Radboud University Medical Center

Status

Active, not recruiting

Conditions

Pancreas Cancer

Treatments

Device: Intratumoral

Study type

Interventional

Funder types

Other
Industry

Identifiers

NCT05880472
NL.82292.091.22

Details and patient eligibility

About

This investigator initiated study with a medical device aims to assess the safety and feasibility of percutaneous injected holmium-166 microsphere brachytherapy in patients with irresectable pancreatic cancer.

Full description

Objective: To test the feasibility and safety of minimally invasive CT-guided percutaneous holmium-166 microsphere brachytherapy in patients suffering from irresectable pancreatic cancer. Study design: This is a single centre, prospective, safety and feasibility study with a medical device in a maximum of 6 patients.

Study population: Patients diagnosed with pathologically proven pancreatic adenocarcinoma, who are ineligible for exploratory surgery or surgical resection of the tumour after 8 cycles of systemic therapy or less in case of unacceptable toxicity, patient refusal or patients who are ineligible for systematic therapy.

Intervention (if applicable): A radioactive medical device will be implanted by CT-guided percutaneous injection. The medical device in question are beta-minus (β-) and gamma(γ) emitting holmium-166 poly(L-lactic acid) microspheres (166Ho-PLLA-MS, HoMS) in a 0.1% Pluronic or cellulose based suspension.

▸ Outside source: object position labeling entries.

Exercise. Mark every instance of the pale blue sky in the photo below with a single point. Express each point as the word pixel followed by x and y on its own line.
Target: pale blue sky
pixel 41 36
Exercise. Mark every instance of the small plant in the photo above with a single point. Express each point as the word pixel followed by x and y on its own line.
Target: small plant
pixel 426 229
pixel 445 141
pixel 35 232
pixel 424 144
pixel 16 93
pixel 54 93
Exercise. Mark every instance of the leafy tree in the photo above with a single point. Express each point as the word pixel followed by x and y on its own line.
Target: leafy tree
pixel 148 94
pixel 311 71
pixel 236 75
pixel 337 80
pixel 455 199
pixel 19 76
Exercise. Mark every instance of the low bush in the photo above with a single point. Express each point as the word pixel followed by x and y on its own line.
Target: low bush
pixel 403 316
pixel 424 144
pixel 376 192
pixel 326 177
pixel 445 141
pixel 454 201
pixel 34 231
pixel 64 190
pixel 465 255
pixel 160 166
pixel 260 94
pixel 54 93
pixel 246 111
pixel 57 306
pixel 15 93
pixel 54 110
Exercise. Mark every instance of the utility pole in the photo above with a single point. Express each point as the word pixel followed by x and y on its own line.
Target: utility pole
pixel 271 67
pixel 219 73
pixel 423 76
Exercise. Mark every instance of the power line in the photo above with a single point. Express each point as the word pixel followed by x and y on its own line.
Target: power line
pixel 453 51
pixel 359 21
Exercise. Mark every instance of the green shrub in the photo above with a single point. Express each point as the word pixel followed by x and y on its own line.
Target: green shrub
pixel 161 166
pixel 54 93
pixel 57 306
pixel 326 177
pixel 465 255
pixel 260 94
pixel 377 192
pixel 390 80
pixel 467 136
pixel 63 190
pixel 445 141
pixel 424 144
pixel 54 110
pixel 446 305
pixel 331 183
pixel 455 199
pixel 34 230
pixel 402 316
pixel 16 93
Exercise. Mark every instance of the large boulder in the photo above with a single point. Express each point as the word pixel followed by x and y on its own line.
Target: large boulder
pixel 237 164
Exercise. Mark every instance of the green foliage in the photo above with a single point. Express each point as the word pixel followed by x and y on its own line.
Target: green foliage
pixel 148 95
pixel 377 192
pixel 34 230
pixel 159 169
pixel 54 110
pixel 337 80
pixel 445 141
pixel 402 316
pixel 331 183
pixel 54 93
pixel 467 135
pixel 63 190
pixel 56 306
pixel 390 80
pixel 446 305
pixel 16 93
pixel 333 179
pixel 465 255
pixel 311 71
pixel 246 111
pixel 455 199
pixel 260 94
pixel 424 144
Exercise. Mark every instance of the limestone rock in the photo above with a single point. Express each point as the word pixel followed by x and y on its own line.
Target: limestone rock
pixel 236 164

Main study parameters/endpoints: The main endpoint is to establish the feasibility and safety of CT-guided percutaneous intratumoural implantation of HoMS in irresectable pancreatic adenocarcinoma. Feasibility is established by evaluating the average tumour absorbed dose in Gray (Gy) calculated on SPECT and comparing to the pre-operative planning. Intratumoural microsphere distribution, absorbed tumour dose and non-target absorbed tumour dose are analysed using MRI and CT quantification. Safety is evaluated using the Common Terminology Criteria for Adverse Events (CTCAE v5.0), events deemed 'unlikely', 'probably' or 'definitely' related to the implantation procedure or implanted medical device. As exploratory endpoints, tumour response (RECIST1.1), pain (NRS) and Quality of Life is evaluated. Total follow-up is 16 weeks.

Enrollment

6 patients

Sex

All

Ages

18+ years old

Volunteers

No Healthy Volunteers

Inclusion criteria

  1. Female or male aged 18 years and over.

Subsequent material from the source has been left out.